Mereka menilai bahwa beberapa ketentuan dalam regulasi tersebut menimbulkan ketidakpastian hukum bagi penyanyi dan pelaku industri musik.
Gugatan ini muncul akibat sejumlah kasus dalam beberapa tahun terakhir yang menyoroti mekanisme perizinan dan pembayaran royalti. Para musisi menginginkan adanya kejelasan hukum agar praktik di industri musik lebih adil dan tidak memberatkan pihak tertentu.
Gugatan dari Berbagai Musisi
Musisi dari berbagai genre turut serta dalam pengajuan uji materi ini.

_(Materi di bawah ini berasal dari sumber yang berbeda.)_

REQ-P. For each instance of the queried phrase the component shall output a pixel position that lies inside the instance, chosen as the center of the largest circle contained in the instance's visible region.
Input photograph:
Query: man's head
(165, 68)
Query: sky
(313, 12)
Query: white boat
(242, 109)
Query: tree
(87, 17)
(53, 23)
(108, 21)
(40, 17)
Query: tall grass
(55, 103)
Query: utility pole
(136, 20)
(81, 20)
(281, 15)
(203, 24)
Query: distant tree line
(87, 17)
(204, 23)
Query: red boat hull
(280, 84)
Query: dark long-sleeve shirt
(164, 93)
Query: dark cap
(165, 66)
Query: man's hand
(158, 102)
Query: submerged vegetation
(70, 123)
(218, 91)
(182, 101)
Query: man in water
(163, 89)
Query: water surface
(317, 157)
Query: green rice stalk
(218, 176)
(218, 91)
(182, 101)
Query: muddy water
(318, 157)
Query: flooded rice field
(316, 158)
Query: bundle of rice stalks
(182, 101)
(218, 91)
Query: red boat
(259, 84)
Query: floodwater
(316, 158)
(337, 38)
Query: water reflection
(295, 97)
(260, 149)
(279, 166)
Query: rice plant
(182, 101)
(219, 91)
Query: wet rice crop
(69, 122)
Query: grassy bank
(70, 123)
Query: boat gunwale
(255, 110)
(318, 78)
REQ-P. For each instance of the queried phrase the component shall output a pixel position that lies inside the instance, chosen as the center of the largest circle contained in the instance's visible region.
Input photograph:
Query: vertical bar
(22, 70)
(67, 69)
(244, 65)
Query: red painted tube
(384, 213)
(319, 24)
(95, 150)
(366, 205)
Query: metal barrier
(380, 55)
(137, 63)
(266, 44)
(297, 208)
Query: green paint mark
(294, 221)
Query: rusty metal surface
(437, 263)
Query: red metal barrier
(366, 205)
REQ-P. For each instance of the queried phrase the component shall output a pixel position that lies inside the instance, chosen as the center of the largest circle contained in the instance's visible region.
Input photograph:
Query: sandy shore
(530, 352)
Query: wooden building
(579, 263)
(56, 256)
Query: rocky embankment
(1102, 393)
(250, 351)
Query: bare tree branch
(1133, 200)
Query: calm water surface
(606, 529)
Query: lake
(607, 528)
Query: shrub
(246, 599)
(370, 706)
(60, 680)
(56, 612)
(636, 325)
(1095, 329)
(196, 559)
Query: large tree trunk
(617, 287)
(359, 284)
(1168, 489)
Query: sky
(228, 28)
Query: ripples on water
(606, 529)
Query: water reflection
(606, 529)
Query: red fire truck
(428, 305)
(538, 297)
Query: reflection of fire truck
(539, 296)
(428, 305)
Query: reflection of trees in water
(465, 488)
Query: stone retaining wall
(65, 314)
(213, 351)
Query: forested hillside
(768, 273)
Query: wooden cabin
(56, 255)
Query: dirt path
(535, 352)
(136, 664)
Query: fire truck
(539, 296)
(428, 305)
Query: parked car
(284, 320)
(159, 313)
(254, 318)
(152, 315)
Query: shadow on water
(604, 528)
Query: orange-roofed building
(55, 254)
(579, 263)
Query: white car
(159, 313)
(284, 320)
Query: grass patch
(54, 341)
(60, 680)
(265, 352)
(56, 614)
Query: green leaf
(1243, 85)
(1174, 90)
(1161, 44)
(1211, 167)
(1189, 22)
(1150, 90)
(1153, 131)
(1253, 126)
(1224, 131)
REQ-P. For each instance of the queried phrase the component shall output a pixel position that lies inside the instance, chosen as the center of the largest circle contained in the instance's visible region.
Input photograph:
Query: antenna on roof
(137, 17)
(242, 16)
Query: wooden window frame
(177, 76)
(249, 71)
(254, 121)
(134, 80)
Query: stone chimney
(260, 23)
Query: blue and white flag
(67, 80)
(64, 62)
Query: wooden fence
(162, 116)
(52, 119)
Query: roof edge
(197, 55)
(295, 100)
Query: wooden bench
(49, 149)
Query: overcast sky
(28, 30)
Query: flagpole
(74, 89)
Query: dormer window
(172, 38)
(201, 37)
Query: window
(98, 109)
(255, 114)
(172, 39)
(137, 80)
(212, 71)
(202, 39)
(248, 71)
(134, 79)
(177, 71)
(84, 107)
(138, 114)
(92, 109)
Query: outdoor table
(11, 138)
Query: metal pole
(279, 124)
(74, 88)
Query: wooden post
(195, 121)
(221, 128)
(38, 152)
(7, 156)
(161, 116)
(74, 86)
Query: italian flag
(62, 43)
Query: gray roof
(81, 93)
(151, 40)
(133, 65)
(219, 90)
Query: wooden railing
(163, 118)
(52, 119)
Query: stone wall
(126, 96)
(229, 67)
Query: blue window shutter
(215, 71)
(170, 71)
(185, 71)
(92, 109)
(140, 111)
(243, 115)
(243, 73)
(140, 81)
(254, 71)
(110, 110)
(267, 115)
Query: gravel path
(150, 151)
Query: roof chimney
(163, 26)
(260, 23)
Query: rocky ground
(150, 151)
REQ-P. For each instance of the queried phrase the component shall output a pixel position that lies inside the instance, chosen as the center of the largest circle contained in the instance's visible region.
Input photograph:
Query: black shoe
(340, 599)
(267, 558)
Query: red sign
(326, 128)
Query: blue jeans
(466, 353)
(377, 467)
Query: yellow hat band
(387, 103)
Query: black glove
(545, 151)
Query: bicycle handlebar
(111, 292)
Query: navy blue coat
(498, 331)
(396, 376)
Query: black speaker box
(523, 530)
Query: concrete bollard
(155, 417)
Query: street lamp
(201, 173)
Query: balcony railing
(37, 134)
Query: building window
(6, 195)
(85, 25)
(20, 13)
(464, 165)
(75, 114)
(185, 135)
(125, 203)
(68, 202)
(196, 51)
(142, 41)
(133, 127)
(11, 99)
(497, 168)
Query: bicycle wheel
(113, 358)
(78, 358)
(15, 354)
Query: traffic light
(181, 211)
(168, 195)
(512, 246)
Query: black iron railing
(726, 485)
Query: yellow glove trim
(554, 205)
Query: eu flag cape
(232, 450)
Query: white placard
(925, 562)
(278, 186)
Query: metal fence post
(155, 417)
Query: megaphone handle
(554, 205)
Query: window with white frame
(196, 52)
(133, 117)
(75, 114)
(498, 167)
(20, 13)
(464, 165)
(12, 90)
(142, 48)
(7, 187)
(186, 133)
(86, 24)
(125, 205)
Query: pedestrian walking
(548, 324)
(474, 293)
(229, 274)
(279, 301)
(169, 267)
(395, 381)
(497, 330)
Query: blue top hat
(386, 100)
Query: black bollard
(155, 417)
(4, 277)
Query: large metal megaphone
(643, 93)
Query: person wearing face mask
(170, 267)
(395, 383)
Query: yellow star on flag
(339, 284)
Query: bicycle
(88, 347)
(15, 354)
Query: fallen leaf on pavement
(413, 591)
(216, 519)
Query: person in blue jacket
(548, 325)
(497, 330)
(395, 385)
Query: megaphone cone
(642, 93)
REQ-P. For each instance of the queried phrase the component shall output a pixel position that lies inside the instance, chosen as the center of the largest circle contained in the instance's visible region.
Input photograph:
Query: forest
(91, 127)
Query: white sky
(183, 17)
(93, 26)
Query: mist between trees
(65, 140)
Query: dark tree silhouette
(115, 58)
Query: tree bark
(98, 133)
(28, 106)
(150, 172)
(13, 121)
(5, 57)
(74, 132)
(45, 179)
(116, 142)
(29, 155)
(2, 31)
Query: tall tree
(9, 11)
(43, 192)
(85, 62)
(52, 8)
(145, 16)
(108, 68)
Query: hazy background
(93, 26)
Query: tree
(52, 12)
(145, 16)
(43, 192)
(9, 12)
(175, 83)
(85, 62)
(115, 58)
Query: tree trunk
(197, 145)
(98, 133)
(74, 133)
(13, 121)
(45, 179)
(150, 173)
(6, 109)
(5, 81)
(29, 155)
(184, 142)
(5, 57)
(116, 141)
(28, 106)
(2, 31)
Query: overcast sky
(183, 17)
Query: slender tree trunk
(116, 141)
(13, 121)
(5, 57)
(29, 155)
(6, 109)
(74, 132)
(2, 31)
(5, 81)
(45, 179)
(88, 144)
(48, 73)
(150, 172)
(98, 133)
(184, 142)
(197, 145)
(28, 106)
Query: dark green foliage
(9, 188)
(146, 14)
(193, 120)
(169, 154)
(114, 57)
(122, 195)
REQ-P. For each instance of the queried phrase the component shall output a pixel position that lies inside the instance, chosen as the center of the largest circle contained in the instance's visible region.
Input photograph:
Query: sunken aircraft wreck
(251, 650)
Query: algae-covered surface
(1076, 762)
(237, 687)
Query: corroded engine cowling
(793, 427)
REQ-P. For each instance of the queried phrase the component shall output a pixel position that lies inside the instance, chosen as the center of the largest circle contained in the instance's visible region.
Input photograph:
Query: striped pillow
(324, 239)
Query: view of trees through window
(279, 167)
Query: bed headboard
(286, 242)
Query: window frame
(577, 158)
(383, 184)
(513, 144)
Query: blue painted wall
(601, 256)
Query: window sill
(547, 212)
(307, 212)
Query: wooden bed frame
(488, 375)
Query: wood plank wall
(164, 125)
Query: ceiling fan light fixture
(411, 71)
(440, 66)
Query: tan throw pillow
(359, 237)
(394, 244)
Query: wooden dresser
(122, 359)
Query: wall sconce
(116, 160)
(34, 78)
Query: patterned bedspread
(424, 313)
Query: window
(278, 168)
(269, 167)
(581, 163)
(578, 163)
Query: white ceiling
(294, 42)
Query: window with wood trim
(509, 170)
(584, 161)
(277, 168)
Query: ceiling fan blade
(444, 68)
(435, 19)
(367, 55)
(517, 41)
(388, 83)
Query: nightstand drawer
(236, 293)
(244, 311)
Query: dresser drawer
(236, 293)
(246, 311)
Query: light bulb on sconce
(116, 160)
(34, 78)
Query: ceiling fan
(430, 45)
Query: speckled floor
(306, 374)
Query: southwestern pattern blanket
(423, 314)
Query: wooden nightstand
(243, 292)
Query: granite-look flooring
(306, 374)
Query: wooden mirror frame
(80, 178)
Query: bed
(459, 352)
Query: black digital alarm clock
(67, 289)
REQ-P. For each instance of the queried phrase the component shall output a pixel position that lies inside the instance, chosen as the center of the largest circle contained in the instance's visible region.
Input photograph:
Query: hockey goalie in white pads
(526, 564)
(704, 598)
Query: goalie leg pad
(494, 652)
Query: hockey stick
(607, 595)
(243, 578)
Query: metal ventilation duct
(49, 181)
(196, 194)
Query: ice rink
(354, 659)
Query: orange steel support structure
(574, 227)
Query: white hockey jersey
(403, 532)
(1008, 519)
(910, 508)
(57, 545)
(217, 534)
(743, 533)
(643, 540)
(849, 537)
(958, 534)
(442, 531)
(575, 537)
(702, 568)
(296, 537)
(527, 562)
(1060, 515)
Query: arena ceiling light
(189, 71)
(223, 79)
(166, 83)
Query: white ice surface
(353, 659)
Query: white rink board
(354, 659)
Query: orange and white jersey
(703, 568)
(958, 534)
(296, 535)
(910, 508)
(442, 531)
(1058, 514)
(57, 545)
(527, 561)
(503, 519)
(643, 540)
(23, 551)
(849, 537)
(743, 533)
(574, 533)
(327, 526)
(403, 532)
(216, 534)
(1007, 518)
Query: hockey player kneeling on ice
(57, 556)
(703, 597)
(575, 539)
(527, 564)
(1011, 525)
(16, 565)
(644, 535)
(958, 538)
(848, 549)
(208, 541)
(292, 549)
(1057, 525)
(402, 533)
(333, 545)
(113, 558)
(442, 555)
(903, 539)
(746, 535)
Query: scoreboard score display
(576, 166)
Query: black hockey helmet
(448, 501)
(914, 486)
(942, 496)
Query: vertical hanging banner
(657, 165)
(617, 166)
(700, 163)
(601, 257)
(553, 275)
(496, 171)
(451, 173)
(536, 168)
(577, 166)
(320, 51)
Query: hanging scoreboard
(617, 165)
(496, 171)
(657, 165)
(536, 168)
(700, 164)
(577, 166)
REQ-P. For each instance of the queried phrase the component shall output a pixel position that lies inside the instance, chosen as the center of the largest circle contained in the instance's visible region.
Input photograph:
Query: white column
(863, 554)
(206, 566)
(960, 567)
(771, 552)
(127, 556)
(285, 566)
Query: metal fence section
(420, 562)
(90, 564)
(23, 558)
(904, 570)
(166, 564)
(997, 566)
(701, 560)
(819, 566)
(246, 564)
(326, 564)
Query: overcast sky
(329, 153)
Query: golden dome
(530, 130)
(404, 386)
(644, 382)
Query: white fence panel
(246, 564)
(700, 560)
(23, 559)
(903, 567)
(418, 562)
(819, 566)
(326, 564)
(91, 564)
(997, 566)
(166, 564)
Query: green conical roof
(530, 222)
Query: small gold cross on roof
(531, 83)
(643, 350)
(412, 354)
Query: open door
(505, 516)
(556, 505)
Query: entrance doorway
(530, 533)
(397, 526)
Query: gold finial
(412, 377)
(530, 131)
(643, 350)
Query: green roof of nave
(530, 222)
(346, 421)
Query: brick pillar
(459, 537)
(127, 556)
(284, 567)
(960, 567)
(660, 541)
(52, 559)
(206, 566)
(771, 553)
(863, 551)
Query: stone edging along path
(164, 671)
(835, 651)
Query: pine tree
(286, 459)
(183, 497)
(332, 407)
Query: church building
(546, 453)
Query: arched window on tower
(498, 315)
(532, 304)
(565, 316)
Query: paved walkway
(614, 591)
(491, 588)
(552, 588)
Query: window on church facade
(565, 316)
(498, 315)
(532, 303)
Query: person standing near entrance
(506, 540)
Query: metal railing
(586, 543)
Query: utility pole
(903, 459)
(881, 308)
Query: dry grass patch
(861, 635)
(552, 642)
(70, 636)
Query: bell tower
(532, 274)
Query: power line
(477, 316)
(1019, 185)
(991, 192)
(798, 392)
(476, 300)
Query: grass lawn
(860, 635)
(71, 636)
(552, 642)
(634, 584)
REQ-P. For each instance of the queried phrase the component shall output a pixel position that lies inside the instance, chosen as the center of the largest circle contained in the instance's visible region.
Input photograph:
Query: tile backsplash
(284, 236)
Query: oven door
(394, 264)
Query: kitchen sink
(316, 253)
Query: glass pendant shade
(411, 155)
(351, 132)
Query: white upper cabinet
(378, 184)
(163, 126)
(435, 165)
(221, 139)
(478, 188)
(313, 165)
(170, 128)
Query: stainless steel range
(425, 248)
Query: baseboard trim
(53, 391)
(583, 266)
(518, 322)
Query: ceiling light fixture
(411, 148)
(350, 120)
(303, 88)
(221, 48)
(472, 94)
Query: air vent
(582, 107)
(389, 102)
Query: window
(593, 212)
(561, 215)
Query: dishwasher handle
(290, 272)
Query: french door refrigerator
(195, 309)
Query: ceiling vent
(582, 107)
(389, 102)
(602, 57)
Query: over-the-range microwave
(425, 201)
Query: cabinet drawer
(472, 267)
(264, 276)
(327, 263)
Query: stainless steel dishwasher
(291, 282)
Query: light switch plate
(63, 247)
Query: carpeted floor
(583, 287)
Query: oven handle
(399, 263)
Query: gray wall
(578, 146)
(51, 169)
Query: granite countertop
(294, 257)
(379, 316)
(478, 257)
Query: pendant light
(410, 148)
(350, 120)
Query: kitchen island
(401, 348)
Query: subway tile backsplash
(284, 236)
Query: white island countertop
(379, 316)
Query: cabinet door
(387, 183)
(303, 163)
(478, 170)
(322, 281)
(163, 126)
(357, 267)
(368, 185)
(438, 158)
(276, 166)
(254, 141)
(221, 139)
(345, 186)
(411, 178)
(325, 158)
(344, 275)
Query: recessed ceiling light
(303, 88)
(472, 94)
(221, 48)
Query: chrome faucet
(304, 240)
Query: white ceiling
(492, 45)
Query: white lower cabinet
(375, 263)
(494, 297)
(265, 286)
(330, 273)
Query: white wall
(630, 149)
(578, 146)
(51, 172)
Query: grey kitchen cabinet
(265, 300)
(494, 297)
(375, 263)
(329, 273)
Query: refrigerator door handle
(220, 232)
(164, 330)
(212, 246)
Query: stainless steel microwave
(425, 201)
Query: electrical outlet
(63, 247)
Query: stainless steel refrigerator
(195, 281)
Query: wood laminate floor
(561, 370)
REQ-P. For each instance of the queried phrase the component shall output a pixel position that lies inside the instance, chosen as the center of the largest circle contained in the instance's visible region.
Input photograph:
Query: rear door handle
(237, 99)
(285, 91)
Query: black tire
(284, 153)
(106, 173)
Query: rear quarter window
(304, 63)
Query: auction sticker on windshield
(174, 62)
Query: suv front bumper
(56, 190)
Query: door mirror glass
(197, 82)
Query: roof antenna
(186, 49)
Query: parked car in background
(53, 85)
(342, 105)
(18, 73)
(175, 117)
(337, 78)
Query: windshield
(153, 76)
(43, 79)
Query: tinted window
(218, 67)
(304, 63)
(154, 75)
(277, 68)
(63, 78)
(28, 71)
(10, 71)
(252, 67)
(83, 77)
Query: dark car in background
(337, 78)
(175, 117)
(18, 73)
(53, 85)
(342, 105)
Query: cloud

Mereka mengajukan permohonan dengan nomor perkara 33/PUU/PAN.MK/AP3/03/2025 yang didaftarkan pada 12 Maret 2025. Dalam gugatannya, mereka meminta Mahkamah Konstitusi untuk memberikan tafsir lebih adil terhadap beberapa pasal dalam UU Hak Cipta, di antaranya:
Pasal 9 Ayat 3: Meminta agar penggunaan ciptaan dalam pertunjukan komersial tidak memerlukan izin dari pencipta, selama tetap membayar royalti.
Pasal 23 Ayat 5: Meminta agar frasa “setiap orang” dimaknai sebagai penyelenggara acara pertunjukan, kecuali ada perjanjian berbeda mengenai pembayaran royalti.
Pasal 81: Memohon agar penyanyi tidak perlu memperoleh lisensi langsung dari pencipta lagu untuk membawakan karyanya dalam pertunjukan komersial, asalkan royalti tetap dibayarkan melalui Lembaga Manajemen Kolektif (LMK).
Pasal 87 Ayat 1: Mengusulkan agar mekanisme pemungutan royalti bisa dilakukan secara lebih fleksibel dan tidak diskriminatif.
Pasal 113 Ayat 2 Huruf f: Meminta pasal ini dinyatakan tidak sesuai dengan konstitusi karena dianggap bertentangan dengan UUD 1945.
Ketidakjelasan Mekanisme Perizinan
Para musisi yang mengajukan gugatan menyoroti berbagai persoalan dalam penerapan UU Hak Cipta saat ini. Salah satu perhatian utama mereka adalah ketidakjelasan mengenai apakah izin harus diminta langsung kepada pencipta lagu atau cukup melalui Lembaga Manajemen Kolektif Nasional (LMKN).
Mereka juga menyoroti kecenderungan subjektivitas dalam pemberian izin yang berpotensi menimbulkan ketidakadilan di industri musik.
Selain itu, para musisi menyampaikan kekhawatiran mereka terhadap beban administratif dan finansial yang berlebihan bagi penyanyi terkait kewajiban perizinan dan pembayaran royalti. Mereka mempertanyakan apakah beban ini seharusnya ditanggung oleh penyanyi atau penyelenggara acara.
Dengan adanya gugatan ini, para musisi berharap Mahkamah Konstitusi dapat memberikan keputusan yang lebih jelas dan adil bagi seluruh pihak dalam industri musik, sehingga tidak ada lagi kebingungan terkait izin dan pembayaran royalti di masa mendatang.